Some past presidents had, by their overwhelming popular and Electoral College results, clear mandates. And those in Congress knew this. Reagan used this masterfully. When he couldn't get Congress to move on his policies, he went straight to the American people and the airways. He knew that the voters that put him in the White House were the same voters who sent men and women to Congress. Americans may have liked their Congressman, but they wanted Reagan to run the country.
Obama doesn't have that. In 2008 he won 28 states and 53% of the popular vote. This year he likely won 26 states and a near tie in the popular vote. And with so much vote counting still going on and with the margin of difference so close, Romney could win the popular vote.
We are taught from our earliest age that in any kind of public, private, sporting, academic, or business venture, the one who comes out on top with the best grade or best score or best time or best results is actually the winner. Only in American elections can a person who gets the most votes actually turn out to be the loser. Try explaining that to your children.
The strategy used in this election was one of dividing the country. You had large groups who thought the purpose of the election was to thank Obama for what he had done for them in the past. Their vote was kind of a thank you gift. Then you had those who said it's not about the past, it's about the future. And Obama doesn't have enough of a past record of success to put our future into his hands. Some were voting backward and some were voting forward.

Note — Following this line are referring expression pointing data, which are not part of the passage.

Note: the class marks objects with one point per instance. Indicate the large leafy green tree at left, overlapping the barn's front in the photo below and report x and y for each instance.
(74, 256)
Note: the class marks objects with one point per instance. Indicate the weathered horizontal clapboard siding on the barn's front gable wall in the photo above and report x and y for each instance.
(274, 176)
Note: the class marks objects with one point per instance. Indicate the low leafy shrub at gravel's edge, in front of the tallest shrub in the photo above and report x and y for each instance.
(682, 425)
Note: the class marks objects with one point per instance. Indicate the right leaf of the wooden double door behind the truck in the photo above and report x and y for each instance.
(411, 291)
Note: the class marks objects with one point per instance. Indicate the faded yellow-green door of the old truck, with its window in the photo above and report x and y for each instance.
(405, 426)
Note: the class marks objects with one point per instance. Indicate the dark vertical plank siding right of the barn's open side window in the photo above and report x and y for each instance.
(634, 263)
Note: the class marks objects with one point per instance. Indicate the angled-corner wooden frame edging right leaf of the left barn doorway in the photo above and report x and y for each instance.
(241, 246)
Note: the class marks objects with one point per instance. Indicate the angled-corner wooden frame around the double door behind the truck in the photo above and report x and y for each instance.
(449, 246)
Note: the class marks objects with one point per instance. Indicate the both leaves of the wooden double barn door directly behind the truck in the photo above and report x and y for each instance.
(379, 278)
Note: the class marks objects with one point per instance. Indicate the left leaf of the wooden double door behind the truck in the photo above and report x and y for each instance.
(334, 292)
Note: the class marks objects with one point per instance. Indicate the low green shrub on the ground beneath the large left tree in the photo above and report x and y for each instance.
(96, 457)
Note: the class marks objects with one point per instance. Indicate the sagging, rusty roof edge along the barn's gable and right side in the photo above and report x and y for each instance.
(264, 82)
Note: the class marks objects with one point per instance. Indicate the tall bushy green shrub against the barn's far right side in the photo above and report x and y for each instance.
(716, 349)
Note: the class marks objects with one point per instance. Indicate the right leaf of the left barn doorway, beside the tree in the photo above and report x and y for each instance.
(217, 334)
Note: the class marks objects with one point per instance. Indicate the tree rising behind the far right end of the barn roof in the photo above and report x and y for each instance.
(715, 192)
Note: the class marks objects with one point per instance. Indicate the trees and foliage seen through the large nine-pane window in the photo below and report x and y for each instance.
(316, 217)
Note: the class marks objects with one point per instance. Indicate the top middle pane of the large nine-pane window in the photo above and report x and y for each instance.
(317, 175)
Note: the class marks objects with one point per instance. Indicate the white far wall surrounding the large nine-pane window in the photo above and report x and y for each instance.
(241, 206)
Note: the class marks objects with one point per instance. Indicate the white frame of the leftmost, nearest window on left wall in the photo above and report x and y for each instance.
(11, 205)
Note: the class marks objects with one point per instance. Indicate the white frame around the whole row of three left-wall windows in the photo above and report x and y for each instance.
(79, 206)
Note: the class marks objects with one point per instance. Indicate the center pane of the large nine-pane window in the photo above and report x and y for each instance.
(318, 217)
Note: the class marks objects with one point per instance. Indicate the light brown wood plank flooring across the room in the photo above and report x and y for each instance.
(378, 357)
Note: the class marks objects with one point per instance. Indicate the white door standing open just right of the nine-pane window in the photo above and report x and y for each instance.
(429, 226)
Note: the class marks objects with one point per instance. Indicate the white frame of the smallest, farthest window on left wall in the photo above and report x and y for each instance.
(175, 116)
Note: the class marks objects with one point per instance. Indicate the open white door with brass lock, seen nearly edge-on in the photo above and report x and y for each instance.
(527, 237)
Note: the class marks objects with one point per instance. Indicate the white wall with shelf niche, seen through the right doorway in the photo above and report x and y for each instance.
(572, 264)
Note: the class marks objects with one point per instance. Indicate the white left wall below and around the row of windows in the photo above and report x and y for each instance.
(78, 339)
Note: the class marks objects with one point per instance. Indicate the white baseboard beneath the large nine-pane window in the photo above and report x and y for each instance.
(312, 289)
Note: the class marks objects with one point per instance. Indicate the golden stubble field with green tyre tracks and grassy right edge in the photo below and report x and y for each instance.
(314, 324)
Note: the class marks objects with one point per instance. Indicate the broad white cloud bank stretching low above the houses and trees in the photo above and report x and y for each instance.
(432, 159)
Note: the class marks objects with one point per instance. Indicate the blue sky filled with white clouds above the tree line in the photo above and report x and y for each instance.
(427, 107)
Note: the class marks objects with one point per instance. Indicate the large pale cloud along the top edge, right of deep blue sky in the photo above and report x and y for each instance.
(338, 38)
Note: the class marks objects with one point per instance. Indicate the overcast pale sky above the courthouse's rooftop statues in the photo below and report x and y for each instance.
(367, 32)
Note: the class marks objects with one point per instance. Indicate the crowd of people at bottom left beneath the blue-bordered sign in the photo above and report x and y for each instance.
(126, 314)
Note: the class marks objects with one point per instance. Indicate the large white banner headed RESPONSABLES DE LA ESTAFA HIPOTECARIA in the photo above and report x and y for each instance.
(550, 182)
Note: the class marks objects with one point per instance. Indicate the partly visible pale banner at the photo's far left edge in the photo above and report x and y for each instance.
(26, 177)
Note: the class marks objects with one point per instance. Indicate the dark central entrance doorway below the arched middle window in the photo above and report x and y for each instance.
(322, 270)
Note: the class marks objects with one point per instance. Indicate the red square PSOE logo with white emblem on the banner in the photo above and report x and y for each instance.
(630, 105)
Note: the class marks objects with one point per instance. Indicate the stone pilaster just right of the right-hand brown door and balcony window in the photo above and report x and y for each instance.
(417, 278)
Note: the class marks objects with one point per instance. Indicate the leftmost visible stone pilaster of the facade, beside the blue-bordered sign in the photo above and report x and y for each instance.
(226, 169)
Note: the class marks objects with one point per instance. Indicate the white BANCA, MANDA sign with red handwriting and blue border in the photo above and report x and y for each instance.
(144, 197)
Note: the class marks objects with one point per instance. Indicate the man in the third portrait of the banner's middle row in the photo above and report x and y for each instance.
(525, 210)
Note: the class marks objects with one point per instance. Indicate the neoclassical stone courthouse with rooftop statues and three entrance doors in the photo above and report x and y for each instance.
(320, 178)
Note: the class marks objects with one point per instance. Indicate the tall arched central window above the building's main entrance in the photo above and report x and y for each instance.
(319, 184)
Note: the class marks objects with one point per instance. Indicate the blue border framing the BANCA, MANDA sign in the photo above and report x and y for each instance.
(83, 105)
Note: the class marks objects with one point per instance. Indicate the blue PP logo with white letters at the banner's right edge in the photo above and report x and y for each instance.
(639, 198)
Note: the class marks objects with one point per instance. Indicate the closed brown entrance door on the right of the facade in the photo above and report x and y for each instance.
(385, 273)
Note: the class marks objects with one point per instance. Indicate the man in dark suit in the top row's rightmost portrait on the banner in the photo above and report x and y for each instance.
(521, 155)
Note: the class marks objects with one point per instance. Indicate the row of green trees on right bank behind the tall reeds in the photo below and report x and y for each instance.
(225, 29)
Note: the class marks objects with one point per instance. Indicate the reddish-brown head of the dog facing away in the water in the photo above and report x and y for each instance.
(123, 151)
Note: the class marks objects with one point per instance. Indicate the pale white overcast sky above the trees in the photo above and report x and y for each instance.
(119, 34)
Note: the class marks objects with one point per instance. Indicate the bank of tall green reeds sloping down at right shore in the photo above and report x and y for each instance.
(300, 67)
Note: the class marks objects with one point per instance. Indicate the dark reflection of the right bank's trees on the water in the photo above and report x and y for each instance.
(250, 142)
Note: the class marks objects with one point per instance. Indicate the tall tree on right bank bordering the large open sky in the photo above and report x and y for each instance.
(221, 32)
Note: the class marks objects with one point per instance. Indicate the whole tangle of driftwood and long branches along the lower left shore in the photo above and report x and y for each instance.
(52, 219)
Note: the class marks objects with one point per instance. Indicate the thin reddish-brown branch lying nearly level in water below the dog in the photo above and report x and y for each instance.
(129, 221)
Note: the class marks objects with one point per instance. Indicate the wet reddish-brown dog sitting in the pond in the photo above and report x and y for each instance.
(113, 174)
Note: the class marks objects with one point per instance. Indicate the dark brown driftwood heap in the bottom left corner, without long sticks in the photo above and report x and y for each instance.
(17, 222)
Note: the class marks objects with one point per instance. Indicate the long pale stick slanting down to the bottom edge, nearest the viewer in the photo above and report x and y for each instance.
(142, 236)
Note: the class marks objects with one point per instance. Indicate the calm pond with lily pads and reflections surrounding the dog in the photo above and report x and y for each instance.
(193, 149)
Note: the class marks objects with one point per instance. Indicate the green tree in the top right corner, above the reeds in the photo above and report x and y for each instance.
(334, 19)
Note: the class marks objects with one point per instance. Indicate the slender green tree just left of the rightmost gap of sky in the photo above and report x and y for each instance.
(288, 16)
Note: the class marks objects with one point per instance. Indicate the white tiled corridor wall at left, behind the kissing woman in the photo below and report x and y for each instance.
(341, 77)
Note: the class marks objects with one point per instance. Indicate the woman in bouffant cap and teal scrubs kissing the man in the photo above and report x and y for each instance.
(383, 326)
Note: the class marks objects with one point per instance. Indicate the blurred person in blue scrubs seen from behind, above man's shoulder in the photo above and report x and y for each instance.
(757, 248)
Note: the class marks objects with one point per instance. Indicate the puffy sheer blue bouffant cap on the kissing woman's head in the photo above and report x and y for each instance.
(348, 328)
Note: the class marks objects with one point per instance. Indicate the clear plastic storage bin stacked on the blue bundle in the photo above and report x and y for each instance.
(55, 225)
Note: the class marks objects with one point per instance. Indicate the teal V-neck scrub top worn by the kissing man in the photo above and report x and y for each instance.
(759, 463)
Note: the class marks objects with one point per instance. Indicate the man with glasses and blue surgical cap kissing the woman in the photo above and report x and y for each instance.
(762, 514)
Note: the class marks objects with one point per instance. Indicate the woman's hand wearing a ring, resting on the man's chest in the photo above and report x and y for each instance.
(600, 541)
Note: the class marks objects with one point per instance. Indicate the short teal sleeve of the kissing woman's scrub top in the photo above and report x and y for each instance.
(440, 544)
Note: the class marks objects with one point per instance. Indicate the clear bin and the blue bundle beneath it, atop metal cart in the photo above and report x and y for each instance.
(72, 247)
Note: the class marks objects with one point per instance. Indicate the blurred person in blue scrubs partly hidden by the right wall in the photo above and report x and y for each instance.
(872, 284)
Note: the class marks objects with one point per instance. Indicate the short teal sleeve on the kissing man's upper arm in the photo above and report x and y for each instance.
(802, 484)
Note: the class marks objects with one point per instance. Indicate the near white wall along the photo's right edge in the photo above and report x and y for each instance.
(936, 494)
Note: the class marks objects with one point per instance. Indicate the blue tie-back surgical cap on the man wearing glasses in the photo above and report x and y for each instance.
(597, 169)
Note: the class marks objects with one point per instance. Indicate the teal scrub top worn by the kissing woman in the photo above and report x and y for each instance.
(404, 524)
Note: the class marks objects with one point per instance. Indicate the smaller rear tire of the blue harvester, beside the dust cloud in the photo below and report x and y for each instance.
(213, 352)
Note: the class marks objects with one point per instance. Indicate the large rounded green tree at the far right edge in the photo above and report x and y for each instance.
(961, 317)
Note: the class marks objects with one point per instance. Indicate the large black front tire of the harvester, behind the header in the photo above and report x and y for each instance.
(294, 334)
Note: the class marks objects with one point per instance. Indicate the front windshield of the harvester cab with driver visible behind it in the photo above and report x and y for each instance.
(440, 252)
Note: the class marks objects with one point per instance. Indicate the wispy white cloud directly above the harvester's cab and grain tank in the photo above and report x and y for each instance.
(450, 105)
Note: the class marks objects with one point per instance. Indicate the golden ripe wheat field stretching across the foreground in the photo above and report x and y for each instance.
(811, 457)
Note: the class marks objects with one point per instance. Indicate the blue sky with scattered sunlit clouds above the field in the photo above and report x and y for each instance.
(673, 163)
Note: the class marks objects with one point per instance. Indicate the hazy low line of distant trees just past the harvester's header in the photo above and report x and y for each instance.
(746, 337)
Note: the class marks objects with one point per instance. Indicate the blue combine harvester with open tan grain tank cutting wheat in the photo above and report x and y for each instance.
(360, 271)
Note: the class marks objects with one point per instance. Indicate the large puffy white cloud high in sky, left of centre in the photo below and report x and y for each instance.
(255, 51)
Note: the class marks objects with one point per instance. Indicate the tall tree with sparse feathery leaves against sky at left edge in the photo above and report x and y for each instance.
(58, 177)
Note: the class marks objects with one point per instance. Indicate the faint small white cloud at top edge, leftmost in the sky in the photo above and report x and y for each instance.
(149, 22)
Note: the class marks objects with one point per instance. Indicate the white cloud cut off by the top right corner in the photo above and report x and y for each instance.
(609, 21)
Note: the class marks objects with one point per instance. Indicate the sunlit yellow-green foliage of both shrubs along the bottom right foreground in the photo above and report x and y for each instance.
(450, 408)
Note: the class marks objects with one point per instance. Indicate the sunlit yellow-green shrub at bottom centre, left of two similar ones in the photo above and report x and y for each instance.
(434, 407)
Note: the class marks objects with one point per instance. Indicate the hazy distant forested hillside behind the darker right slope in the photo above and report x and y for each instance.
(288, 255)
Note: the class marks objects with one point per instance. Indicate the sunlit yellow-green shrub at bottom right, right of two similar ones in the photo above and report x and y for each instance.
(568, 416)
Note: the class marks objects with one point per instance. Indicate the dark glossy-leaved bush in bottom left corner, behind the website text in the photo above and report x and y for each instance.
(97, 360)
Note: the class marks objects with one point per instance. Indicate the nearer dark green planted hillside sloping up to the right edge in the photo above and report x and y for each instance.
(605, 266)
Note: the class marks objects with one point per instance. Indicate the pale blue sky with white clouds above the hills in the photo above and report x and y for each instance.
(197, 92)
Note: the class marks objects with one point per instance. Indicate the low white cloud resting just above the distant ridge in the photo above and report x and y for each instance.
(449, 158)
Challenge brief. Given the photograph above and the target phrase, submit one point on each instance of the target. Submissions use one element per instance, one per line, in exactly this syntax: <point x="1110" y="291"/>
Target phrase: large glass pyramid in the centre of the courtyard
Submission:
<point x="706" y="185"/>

As Americans, we're a funny lot when it comes to picking presidents. We like glamour stars like Kennedy or movie stars like Reagan or rising stars like Clinton. But we don't like old guys or rich guys, at least not for very long. On the one hand we want someone whom we believe can relate to us because he's like us, but on the other hand we want the novelty president, one we've never had before.
No reasonable person can look at this election and say that there is an overwhelming reaffirmation on what Obama has stood for or done. Nor can it be concluded that the fiscal or social conflicts dividing Americans are either defeated or should be over. Don't count on either of those being the case because, as Americans, we don't like either defeat or surrender on things that matter most to us.
Perhaps the path to a better-run national government is for the federal government to quit trying to do so much with so little for so many. The more the federal government tries to do, the more disagreement and division there will be. We should return to the core functions that the national government, and only the national government, should do: defense, foreign affairs, international trade, monetary policy, and other responsibilities contained in the U.S. Constitution. Let the states be the laboratories of American democracy, ingenuity, and social problem-solving, with solutions coming from the American people at home, not in Washington.
The answers aren't there -- they're here.